Underground Chengdu hip hop collective has their story told, the Chinese take over the world in the Wuhan punk favorites’ latest, and an album tease from Changchun folk metal outfit – it’s time for our weekly music video roundup with fresh cuts from L1STALLDO, SMZB, and Black Kirin.

Underground rap trio, L1STALLDO, based out of Chengdu and made up of rappers D.John, Mao, and Killer Wang (who also provides many of the beats) has been tinkering on the edge of hiatus for some time. But looking at the group’s upcoming tour of China, it’s safe to say that won’t be happening any time soon. Which is good to hear, cause these cats are the real deal – genuine alternative hip hop. The collective has been keeping busy this summer shooting music video after music video – including the Guangzhou based ‘8:23’ spearheaded by D.John and ‘One Love’, where Killer Wang takes the reigns. However, it’s their 2015 tour promo video that seems to shed the most light on the group and their musical upbringing and their entry into the world of hip hop, using everything from interviews to archival footage. Really well done interview.

SMZB continue their 2016 tear – between massive tours both here and aboard and a killer new LP, the Wuhan based Celtic punk band has been having quite the year – especially considering it’s their 20th year as a band.
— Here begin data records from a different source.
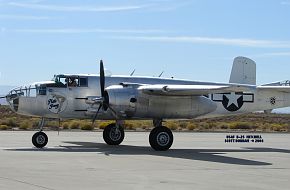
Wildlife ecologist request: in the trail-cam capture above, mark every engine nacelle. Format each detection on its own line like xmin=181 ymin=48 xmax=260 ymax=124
xmin=106 ymin=85 xmax=217 ymax=119
xmin=105 ymin=85 xmax=138 ymax=118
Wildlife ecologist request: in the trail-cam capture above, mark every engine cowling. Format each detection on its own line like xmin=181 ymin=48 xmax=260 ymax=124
xmin=105 ymin=85 xmax=138 ymax=118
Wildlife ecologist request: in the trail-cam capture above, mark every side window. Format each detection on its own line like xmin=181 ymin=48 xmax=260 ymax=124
xmin=67 ymin=77 xmax=79 ymax=87
xmin=79 ymin=77 xmax=88 ymax=87
xmin=38 ymin=86 xmax=46 ymax=95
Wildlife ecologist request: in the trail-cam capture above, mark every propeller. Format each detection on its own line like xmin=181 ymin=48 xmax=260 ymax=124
xmin=93 ymin=60 xmax=118 ymax=126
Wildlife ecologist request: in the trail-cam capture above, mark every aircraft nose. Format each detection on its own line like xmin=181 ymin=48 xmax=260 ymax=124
xmin=6 ymin=87 xmax=26 ymax=112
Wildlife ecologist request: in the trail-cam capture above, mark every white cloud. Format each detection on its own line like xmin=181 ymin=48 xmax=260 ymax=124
xmin=251 ymin=51 xmax=290 ymax=58
xmin=10 ymin=28 xmax=164 ymax=34
xmin=112 ymin=36 xmax=290 ymax=48
xmin=0 ymin=14 xmax=51 ymax=20
xmin=9 ymin=2 xmax=147 ymax=12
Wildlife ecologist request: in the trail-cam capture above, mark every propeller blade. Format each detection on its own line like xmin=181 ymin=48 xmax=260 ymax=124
xmin=100 ymin=60 xmax=105 ymax=97
xmin=107 ymin=105 xmax=118 ymax=119
xmin=92 ymin=104 xmax=103 ymax=127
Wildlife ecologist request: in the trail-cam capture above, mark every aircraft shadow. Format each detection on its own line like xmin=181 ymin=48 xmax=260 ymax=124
xmin=6 ymin=141 xmax=290 ymax=166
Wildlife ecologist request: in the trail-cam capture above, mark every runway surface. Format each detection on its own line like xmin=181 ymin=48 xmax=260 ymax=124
xmin=0 ymin=131 xmax=290 ymax=190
The MV for their title track, \’The Chinese Are Coming\’, further solidifies the band as one of greats – unafraid to poke the embers of racism, nationalism, and mass fear. Painting Chinese as bold monotone ‘bad seeds’ the band is commenting on the bigotry and treatment of Chinese are a massive terrorizing swarm, rather than on an individual basis. In a year as shitty as this one, it’s go to know someone is still fighting the good fight.

Folk metal outfit Black Kirin, who hail from Changchun, dialed it down on their latest, Xiao Shao, which some might consider a straight up acoustic folk album. Eliminating the band’s staple opera-style death metal, the instrumental album strips away the vocals and heavier aspects of band’s sound which they’ve cultivated since their incarnation in 2013. A teaser for that album (which you can snag here) is shown above, and it’s nothing more than that. Snippets from the album’s tracks, a look at the album design and packaging, which yes, does include Chinese tea. Nevertheless, it’s impressive – better yet, it’s professional and shows the kind of gung ho self promotion that sadly is lacking in most bands (or labels for that matter).